RIYADH: UAE-based banks’ aggregate capital and reserves reached 501.5 billion dirhams ($136 billion) at the end of February, up 14.4 percent year-on-year, according to new data. 

The latest statistics from the Central Bank of the UAE showed that on a monthly basis, the total capital and reserves grew 0.95 percent, reflecting an increase of approximately 4.7 billion dirhams, according to the Emirates News Agency, also known as WAM. 

This rise in figures falls in line with the central bank’s goal of enhancing monetary and financial stability in the country. 

Moreover, the data indicated that national banks accounted for around 86.5 percent of the aggregate capital and reserves of banks operating in the UAE. At the end of February, they recorded a total of 433.7 billion dirhams, an annual rise of 14.6 percent.

On the other hand, the share of foreign banks settled at 13.5 percent, hitting 67.8 billion dirhams at the end of the same month, reflecting a 13.2 percent surge compared to the same period a year earlier.  

Furthermore, at the end of February, the total capital and reserves of banks operating in Dubai alone stood at 246.4 billion dirhams, logging a year-on-year growth of 15.1 percent. 

Additionally, banks operating in Abu Dhabi recorded around 217 billion dirhams, up 13 percent from the corresponding period in 2023.  

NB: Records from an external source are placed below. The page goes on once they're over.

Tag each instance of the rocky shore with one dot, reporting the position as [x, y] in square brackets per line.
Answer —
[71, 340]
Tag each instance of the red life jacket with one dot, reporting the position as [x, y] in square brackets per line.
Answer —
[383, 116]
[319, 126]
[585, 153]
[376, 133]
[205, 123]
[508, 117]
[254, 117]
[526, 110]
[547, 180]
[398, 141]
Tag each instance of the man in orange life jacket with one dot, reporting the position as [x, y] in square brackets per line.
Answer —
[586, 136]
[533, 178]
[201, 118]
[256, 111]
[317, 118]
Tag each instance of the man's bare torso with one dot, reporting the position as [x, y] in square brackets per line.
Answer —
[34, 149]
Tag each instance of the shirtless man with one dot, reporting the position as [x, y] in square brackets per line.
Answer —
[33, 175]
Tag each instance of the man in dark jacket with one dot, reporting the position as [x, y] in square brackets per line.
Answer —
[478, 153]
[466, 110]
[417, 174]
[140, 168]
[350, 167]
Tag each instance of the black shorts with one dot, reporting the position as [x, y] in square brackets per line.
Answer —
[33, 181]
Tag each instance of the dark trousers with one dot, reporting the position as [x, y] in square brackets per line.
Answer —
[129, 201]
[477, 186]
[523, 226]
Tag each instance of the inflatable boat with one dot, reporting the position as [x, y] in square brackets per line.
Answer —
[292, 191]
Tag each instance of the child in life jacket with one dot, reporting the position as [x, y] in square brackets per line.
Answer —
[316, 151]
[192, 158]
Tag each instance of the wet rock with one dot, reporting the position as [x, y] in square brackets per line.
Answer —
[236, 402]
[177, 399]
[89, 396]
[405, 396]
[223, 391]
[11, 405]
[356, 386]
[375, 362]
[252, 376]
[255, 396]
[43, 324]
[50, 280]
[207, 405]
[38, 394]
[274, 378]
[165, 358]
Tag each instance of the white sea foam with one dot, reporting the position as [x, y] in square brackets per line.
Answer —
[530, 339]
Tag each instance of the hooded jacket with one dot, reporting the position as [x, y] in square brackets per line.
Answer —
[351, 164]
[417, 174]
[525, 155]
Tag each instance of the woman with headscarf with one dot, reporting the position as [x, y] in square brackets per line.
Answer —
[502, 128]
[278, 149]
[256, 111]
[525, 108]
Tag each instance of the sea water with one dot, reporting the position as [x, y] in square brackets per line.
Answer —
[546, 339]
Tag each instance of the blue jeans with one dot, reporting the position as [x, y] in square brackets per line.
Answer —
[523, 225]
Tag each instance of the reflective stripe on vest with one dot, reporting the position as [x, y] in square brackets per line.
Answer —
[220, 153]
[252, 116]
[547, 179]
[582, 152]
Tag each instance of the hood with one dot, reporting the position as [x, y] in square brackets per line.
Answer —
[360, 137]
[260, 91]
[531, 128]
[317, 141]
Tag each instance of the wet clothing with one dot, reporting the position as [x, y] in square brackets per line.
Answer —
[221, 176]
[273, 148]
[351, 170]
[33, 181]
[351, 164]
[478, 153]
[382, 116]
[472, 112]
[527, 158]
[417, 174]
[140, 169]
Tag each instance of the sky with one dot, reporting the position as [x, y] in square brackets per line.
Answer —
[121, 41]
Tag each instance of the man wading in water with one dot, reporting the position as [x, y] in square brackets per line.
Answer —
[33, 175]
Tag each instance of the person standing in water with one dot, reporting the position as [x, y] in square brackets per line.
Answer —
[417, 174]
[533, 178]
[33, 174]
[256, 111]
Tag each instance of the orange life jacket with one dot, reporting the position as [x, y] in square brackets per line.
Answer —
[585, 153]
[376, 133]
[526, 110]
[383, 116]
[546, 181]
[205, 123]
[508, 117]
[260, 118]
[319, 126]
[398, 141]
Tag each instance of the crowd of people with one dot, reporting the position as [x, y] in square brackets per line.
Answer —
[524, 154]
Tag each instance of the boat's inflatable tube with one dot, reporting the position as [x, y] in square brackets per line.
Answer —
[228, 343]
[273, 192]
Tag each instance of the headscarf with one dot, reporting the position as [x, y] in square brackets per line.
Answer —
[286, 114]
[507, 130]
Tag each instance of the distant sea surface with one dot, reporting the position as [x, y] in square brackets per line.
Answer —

Meanwhile, the cumulative capital and reserves of banks operating in other emirates combined reached an estimated 38.1 billion, reflecting a 15.5 percent climb in comparison to the same period a year prior. 

In March, a top executive at Roland Berger said that UAE bank branches were witnessing the highest revenues in the region, amounting to $18.6 million per branch.

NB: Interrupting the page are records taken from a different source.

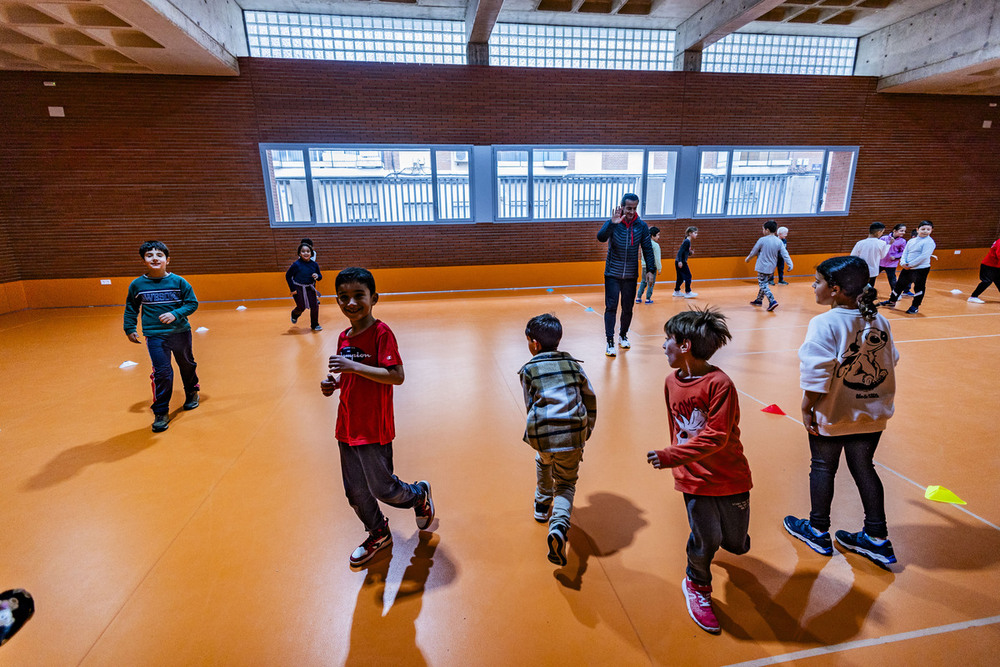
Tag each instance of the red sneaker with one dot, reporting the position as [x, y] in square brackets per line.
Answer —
[699, 602]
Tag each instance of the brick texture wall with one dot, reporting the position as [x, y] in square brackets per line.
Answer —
[176, 158]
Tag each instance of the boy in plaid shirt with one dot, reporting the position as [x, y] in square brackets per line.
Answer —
[562, 409]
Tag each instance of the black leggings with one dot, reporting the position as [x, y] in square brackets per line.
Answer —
[987, 275]
[859, 450]
[613, 288]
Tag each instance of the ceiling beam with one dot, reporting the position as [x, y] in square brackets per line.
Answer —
[713, 22]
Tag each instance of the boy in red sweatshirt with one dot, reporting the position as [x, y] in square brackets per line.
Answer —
[705, 454]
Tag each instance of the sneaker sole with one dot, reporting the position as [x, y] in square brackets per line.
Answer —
[687, 604]
[430, 501]
[878, 559]
[812, 545]
[557, 548]
[356, 563]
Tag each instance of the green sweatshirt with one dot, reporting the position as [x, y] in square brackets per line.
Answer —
[155, 296]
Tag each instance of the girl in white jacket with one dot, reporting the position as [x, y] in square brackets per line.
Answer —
[847, 373]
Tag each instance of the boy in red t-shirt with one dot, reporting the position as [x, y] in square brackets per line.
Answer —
[368, 362]
[705, 453]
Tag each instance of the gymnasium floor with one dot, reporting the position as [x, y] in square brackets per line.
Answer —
[224, 540]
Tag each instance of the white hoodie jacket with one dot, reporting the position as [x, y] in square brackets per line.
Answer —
[852, 362]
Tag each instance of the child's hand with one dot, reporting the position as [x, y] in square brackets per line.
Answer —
[329, 385]
[654, 460]
[339, 364]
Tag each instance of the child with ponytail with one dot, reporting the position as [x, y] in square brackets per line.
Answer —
[847, 373]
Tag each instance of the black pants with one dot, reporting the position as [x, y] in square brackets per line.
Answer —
[683, 276]
[716, 521]
[613, 289]
[987, 275]
[919, 279]
[859, 450]
[306, 295]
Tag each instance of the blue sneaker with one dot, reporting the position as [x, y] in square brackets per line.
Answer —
[803, 530]
[880, 554]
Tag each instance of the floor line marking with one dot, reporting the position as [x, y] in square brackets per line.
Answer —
[882, 465]
[866, 643]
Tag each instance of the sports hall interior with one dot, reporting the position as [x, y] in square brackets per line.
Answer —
[225, 539]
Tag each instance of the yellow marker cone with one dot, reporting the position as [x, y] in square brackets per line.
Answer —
[942, 495]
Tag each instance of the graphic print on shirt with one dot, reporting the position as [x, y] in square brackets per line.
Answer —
[689, 427]
[860, 368]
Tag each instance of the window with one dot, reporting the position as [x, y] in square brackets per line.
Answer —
[366, 185]
[762, 182]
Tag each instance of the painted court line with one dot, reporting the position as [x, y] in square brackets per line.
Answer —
[865, 643]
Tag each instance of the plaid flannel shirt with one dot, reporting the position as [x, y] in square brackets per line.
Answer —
[561, 404]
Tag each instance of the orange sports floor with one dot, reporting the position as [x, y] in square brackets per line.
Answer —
[224, 541]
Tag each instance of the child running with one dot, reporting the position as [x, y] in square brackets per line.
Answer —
[847, 369]
[301, 277]
[562, 410]
[368, 362]
[767, 250]
[683, 272]
[705, 453]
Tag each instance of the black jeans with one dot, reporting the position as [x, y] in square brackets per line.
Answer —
[613, 289]
[716, 521]
[859, 450]
[987, 274]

This was driven by the nation’s digital transformation, which enabled financial institutions in the Gulf Cooperation Council to reduce the number of banking branches by 328 within three years, Saumitra Sehgal, the global consulting firm’s head of financial services in the Middle East, told WAM, at the time.  

Sehgal also pointed out at the time that the number of bank branches across GCC nations decreased from 4,067 at the end of 2019 to 3,739 by December 2022.   

He further noted that banks in the UAE saw the highest number of outlets merge and reduce with the support of digital transformation between 2019 and 2022.